- Family: Brushfooted Butterflies – Nymphalidae
- Subfamily: True Brushfoots – Nymphalinae
- Wing span: Medium-sized, 30–45 mm (1.17–1.76 in.). Females slightly larger than males.
- Wing upper side: Orange, blackish brown strips and veins form a checked, net-like pattern on the wings. The second-outermost row of squares on the hind wing has black spots.
- Wing underside: Forewing orange with black spots and blotches, wing tip pale yellow. Hind wing with black-edged orange and pale yellow strips. Outermost orange and pale yellow strand with rows of black spots.
- Habitat: Abundantly-flowered rocky outcrops, grazing land and dry meadows.
- Flying time: June.
- Overwintering form: Caterpillar.
- Larval foodplant: Spiked speedwell (Veronica spicata) on the western Åland Islands and ribwort plantain (Plantago lanceolata).
- Endangerment: Endangered.
The Glanville fritillary could still be found around mainland Finland in the 1980s, but nowadays it is only in the Åland Islands.
The Glanville fritillary is the only one of its close relatives in Finland to have a row of black spots on the margin of the hind wing and no white strips or stripes on the upper side of wings.

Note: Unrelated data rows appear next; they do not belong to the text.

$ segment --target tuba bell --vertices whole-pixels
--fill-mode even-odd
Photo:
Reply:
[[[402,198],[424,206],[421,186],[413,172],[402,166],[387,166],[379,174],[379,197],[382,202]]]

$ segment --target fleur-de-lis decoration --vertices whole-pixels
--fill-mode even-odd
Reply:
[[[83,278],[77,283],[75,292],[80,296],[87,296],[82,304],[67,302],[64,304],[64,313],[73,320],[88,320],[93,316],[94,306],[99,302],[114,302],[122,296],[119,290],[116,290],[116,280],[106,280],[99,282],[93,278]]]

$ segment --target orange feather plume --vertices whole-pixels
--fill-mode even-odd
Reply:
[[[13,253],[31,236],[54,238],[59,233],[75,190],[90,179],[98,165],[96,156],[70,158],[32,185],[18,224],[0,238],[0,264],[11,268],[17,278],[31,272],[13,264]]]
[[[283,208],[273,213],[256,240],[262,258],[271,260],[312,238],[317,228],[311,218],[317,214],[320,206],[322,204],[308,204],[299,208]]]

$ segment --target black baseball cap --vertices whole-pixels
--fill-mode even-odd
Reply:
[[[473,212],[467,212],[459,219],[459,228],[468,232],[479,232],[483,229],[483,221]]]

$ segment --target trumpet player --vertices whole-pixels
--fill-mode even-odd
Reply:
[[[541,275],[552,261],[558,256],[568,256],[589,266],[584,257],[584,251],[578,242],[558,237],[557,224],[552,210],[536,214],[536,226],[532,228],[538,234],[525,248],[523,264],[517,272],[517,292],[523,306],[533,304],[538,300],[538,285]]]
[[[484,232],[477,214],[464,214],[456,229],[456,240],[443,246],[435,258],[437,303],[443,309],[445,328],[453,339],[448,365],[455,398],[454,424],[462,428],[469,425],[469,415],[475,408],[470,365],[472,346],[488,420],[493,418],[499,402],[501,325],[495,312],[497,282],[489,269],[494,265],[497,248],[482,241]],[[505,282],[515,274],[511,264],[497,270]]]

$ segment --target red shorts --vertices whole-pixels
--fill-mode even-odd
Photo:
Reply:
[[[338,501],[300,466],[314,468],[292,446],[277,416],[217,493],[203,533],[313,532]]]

Males defend their territories in and around forests as they wait for females, who lay their eggs in bunches on the underside of the host plant’s leaves. The caterpillars live on the host plant in colonies in a cobweb nest, where they also overwinter. However, groups change their host plants after consuming them completely. The following spring the caterpillars wake up in April and remain as a group until the last (seventh) larval stage, when they separate and make their cocoons nearby around the middle of May.